ECLI:NL:GHDHA:2017:466
Gerechtshof Den Haag
- Hoger beroep
- Rechtspraak.nl
Toepassing van de schuldsaneringsregeling voor appellant met beperkte beheersing van de Nederlandse taal
In deze zaak heeft het Gerechtshof Den Haag op 31 januari 2017 uitspraak gedaan in hoger beroep over de aanvraag van [appellant] voor de schuldsaneringsregeling. [Appellant] had eerder, op 30 augustus 2016, een verzoek ingediend bij de rechtbank om toegelaten te worden tot de schuldsaneringsregeling, maar dit verzoek was op 15 november 2016 afgewezen. De rechtbank oordeelde dat niet voldoende aannemelijk was dat [appellant] zijn verplichtingen uit de schuldsaneringsregeling zou nakomen, mede omdat hij de Nederlandse taal niet voldoende beheerst en geen structurele hulp bij vertaling had.
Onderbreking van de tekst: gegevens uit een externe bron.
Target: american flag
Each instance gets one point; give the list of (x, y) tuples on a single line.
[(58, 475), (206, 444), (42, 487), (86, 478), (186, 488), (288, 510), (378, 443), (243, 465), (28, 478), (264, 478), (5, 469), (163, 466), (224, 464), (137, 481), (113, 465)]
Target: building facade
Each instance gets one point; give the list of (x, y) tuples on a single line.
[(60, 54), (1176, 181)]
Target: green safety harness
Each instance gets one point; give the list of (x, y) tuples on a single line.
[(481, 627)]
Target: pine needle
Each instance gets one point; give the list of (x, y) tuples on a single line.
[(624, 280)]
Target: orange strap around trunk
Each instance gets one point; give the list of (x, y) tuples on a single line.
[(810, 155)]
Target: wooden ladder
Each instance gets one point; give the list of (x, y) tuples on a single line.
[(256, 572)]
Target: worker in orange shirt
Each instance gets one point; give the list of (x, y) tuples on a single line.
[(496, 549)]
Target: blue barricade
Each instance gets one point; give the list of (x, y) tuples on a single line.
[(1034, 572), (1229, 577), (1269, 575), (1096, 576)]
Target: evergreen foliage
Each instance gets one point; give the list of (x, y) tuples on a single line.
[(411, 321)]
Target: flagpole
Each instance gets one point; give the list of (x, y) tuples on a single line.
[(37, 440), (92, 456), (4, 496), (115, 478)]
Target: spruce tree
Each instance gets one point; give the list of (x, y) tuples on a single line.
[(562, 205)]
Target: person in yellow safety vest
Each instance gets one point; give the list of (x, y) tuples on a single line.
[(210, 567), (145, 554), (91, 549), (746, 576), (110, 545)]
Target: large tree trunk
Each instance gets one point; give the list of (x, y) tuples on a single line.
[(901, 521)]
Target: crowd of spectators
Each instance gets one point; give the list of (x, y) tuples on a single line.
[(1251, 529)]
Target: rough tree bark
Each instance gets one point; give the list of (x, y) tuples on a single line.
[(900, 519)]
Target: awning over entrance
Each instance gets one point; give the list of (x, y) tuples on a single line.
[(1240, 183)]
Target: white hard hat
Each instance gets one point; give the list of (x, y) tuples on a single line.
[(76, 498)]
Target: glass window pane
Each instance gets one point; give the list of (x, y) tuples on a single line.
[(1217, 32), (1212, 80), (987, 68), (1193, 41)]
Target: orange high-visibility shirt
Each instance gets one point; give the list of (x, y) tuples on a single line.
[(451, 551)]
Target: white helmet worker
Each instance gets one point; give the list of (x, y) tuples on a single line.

In hoger beroep heeft [appellant] betoogd dat hij wel degelijk kan rekenen op hulp van een vriendin en dat er inmiddels een beschermingsbewindvoerder is aangesteld. Het hof heeft de argumenten van [appellant] in overweging genomen en vastgesteld dat er voldoende ondersteuning aanwezig is om de schuldsaneringsregeling succesvol te doorlopen. De beschermingsbewindvoerder, mevrouw P. Klop, heeft verklaard dat [appellant] sinds zijn terugkeer in Nederland geen nieuwe schulden heeft gemaakt en dat hij zijn verplichtingen nakomt.
Het hof heeft geconcludeerd dat, ondanks de beperkte beheersing van de Nederlandse taal, er geen beletselen zijn voor de toepassing van de schuldsaneringsregeling. Het hof heeft het vonnis van de rechtbank vernietigd en de toepassing van de schuldsaneringsregeling uitgesproken, met verwijzing naar de rechtbank voor de uitvoering. Deze uitspraak benadrukt het belang van ondersteuning en begeleiding voor personen die in financiële problemen verkeren, vooral wanneer taalvaardigheid een obstakel vormt.